Die PTBS besteht derzeit aber beim Kläger nicht mehr. Nach den Ausführungen von Dr. B habe sich zum Zeitpunkt der von ihm vorgenommen Untersuchung am 21. Oktober 2017 auf psychiatrischem oder psychosomatischen Fachgebiet keine Beschwerdesymptomatik mehr feststellen lassen, die Ausdruck einer Erkrankung sei. Dr. M hat bei der Untersuchung des Klägers am 19. März 2021 ebenfalls keine Diagnosen auf psychiatrisch-neurologischem Fachgebiet stellen können. Die Fortdauer der Erkrankung wird vom Kläger auch nicht geltend gemacht. Bis zu welchem Zeitpunkt die Diagnose zu stellen war, ob und ggf. für welchen Zeitraum hieraus eine Arbeitsunfähigkeit oder Minderung der Erwerbsfähigkeit folgte, bedarf im vorliegenden Verfahren, das allein die Feststellung des Arbeitsunfalls und der PTBS als Unfallfolge betrifft, keiner Entscheidung.

 

Die Kostenentscheidung beruht auf § 193 SGG und folgt dem Ausgang des Verfahrens in der Sache.
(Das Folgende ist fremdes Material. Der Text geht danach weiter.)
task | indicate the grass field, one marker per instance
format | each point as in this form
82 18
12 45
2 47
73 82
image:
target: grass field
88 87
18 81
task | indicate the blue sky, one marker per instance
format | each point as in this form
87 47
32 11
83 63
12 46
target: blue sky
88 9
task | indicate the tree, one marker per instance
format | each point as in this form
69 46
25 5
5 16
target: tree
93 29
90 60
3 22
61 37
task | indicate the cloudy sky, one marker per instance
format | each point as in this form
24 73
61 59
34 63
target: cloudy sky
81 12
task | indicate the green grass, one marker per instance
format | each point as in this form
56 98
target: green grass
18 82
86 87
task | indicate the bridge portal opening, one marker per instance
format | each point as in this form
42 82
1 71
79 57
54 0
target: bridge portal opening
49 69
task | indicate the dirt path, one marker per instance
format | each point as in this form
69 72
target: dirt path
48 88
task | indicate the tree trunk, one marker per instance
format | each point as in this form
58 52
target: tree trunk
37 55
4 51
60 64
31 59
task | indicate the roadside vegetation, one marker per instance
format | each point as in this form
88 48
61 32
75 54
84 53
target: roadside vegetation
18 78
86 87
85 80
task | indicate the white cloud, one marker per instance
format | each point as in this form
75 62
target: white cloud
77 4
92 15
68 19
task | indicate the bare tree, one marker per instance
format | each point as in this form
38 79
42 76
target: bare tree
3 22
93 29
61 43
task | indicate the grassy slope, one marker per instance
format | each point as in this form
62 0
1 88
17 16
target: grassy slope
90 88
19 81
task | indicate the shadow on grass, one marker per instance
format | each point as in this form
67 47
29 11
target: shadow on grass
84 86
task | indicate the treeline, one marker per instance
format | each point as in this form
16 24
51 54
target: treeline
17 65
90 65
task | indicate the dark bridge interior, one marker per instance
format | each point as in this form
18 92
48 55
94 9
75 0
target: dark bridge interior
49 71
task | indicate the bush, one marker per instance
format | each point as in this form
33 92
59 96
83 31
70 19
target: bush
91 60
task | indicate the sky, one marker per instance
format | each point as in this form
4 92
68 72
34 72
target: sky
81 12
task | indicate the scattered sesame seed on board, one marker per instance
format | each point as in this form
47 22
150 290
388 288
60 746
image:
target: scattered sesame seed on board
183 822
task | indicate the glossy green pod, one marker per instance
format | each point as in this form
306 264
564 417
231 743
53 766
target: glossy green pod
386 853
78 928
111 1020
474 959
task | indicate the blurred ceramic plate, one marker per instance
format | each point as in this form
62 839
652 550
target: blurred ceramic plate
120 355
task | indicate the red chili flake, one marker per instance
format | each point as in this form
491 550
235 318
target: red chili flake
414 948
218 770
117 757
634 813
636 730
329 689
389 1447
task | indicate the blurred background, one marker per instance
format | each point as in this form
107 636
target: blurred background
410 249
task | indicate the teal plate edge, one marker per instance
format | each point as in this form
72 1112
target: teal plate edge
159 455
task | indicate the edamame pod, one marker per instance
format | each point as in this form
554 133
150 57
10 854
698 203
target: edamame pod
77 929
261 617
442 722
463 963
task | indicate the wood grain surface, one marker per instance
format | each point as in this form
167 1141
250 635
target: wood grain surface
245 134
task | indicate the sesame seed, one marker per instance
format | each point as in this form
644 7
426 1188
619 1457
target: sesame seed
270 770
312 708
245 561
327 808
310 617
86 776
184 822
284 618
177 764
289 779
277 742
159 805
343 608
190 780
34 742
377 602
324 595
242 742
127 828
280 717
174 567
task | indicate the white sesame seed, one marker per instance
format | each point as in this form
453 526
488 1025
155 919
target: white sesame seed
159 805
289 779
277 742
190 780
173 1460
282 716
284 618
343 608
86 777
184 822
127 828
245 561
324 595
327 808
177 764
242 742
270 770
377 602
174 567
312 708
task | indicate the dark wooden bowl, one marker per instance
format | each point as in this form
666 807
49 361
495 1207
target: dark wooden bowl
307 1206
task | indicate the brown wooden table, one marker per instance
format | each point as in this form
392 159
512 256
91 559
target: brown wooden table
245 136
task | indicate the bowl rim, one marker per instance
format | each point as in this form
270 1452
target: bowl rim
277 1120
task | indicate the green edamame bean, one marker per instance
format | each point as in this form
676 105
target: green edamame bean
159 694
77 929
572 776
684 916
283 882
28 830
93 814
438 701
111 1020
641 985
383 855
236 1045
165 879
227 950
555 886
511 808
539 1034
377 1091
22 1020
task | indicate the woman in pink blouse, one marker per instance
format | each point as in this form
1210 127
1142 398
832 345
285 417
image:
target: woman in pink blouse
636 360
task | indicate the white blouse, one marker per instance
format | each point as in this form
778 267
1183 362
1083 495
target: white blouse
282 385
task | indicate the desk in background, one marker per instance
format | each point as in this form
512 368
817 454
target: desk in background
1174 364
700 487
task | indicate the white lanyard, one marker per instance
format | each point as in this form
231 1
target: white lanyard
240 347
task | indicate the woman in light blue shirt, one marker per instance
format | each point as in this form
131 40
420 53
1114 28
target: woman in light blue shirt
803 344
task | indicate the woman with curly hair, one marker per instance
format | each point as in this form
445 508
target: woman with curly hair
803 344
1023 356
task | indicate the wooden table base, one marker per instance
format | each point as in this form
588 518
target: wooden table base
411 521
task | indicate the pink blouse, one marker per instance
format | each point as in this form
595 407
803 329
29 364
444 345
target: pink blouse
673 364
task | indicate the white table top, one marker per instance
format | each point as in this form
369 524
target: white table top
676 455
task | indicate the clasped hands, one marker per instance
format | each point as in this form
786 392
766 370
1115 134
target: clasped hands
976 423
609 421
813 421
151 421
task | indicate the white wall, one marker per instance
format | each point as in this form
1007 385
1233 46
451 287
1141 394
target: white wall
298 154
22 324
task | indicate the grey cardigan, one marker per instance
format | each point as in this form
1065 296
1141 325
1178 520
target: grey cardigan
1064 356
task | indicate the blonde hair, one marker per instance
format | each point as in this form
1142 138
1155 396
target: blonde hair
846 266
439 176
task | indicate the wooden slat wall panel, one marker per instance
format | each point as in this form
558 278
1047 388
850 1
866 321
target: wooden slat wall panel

Der Kläger hat zwar voll obsiegt, soweit er die Verpflichtung der Beklagten zur Feststellung eines Arbeitsunfalls und des Vorliegens einer PTBS begehrt hat. Die Feststellung der PTBS ist aber insoweit beschränkt, dass sie zwischenzeitlich ausgeheilt ist. Daher liegt eine teilweise Berufungszurückweisung vor, die sich auch in der Kostenentscheidung wiederspiegelt.

 

Gründe für die Zulassung der Revision liegen nicht vor. Es besteht insbesondere keine entgegenstehende Rechtsprechung des BSG. Die Frage nach der Erforderlichkeit des Erstschadens lässt sich ohne weiteres aus der bisherigen Rechtsprechung zum Unfallversicherungsrecht herleiten.